A lawsuit was filed on Joshua's behalf, claiming that his constitutional rights were violated by the state's failure to intervene to protect him against a known risk of violence. Chief Justice Rehnquist commanded a 6-3 majority, holding that the state had no affirmative duty to protect Joshua despite everything it knew.
Justice Brennan wrote the more formal, legal dissent, but it's Justice Blackmun's separate dissent that everyone remembers. Blackmun decried the "sterile formalism" which led to the court's result, and concluded in personal language uncharacteristic for a Supreme Court opinion as follows (internal cites deleted):
[T]he question presented by this case is an open one, and our Fourteenth Amendment precedents may be read more broadly or narrowly depending upon how one chooses to read them. Faced with the choice, I would adopt a "sympathetic" reading, one which comports with dictates of fundamental justice and recognizes that compassion need not be exiled from the province of judging. Cf. A. Stone, Law, Psychiatry, and Morality 262 (1984) ("We will make mistakes if we go forward, but doing nothing can be the worst mistake. What is required of us is moral ambition. Until our composite sketch becomes a true portrait of humanity we must live with our uncertainty; we will grope, we will struggle, and our compassion may be our only guide and comfort").

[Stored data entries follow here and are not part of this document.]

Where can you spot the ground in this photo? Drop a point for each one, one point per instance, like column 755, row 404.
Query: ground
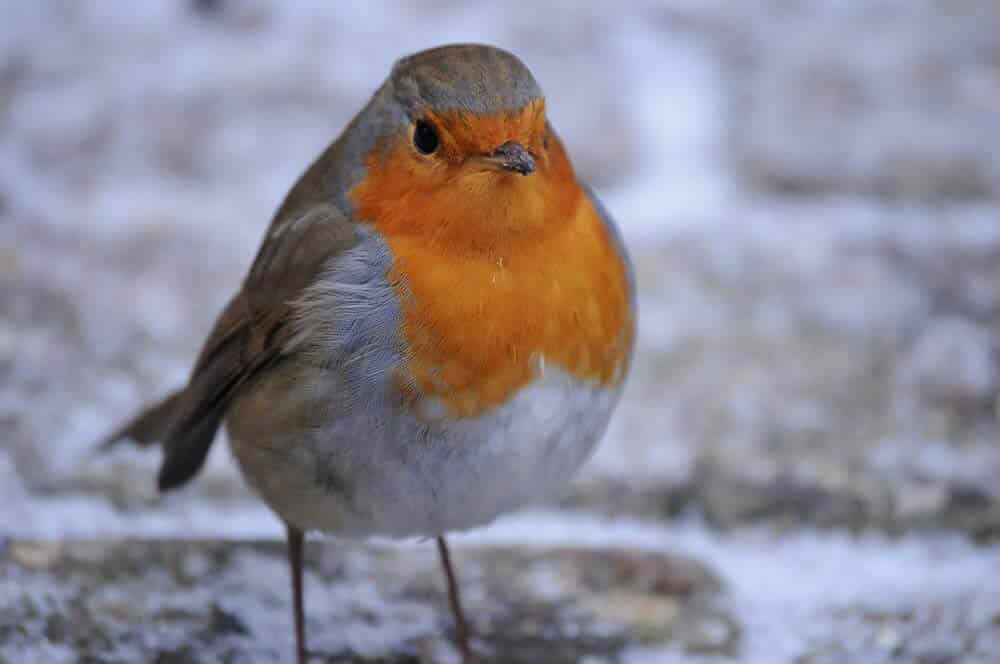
column 803, row 468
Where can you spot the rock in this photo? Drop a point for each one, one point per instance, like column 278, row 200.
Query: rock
column 146, row 601
column 954, row 361
column 905, row 112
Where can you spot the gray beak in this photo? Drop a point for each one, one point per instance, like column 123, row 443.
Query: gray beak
column 513, row 157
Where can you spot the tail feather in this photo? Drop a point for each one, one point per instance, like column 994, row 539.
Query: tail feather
column 148, row 427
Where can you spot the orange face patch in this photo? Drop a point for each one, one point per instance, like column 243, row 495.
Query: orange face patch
column 496, row 272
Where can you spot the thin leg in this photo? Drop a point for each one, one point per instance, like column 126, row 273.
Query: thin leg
column 295, row 545
column 461, row 628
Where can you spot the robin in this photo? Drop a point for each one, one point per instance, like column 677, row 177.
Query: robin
column 435, row 330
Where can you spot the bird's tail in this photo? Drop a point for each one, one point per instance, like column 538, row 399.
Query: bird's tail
column 148, row 427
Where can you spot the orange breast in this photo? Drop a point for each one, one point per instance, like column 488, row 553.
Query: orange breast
column 482, row 306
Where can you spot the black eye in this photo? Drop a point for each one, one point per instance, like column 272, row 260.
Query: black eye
column 425, row 137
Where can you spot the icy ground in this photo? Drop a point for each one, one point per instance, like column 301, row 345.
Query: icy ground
column 810, row 191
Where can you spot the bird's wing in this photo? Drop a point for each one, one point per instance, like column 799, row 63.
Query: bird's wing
column 253, row 332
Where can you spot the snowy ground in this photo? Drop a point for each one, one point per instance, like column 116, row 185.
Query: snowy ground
column 811, row 194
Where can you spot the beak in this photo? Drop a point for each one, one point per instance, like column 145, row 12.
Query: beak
column 512, row 156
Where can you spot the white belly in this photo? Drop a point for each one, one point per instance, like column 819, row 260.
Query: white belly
column 376, row 470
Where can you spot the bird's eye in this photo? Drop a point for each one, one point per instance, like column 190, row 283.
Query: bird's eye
column 425, row 137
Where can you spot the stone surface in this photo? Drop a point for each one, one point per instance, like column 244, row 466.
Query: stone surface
column 204, row 602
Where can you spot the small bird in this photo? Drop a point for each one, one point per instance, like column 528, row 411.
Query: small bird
column 435, row 330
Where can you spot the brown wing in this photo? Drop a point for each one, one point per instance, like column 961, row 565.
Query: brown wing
column 249, row 337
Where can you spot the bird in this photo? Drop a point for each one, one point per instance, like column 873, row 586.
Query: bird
column 435, row 330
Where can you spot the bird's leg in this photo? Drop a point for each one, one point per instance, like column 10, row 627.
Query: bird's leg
column 296, row 541
column 461, row 628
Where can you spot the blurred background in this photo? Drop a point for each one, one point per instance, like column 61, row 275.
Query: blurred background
column 811, row 192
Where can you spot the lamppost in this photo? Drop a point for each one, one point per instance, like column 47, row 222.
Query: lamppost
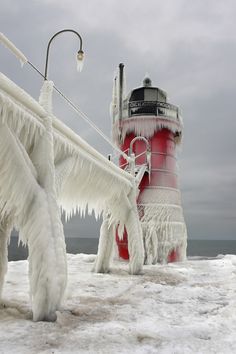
column 80, row 53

Poor Joshua! Victim of repeated attacks by an irresponsible, bullying, cowardly, and intemperate father, and abandoned by respondents who placed him in a dangerous predicament and who knew or learned what was going on, and yet did essentially nothing except, as the Court revealingly observes, "dutifully recorded these incidents in [their] files." It is a sad commentary upon American life, and constitutional principles - so full of late of patriotic fervor and proud proclamations about "liberty and justice for all" - that this child, Joshua DeShaney, now is assigned to live out the remainder of his life profoundly retarded. Joshua and his mother, as petitioners here, deserve - but now are denied by this Court - the opportunity to have the facts of their case considered in the light of the constitutional protection that 42 U.S.C. 1983 is meant to provide.
Justice Blackmun never lost sight of the people whose lives were being affected by Supreme Court's decisions, and for that, we are all in his debt.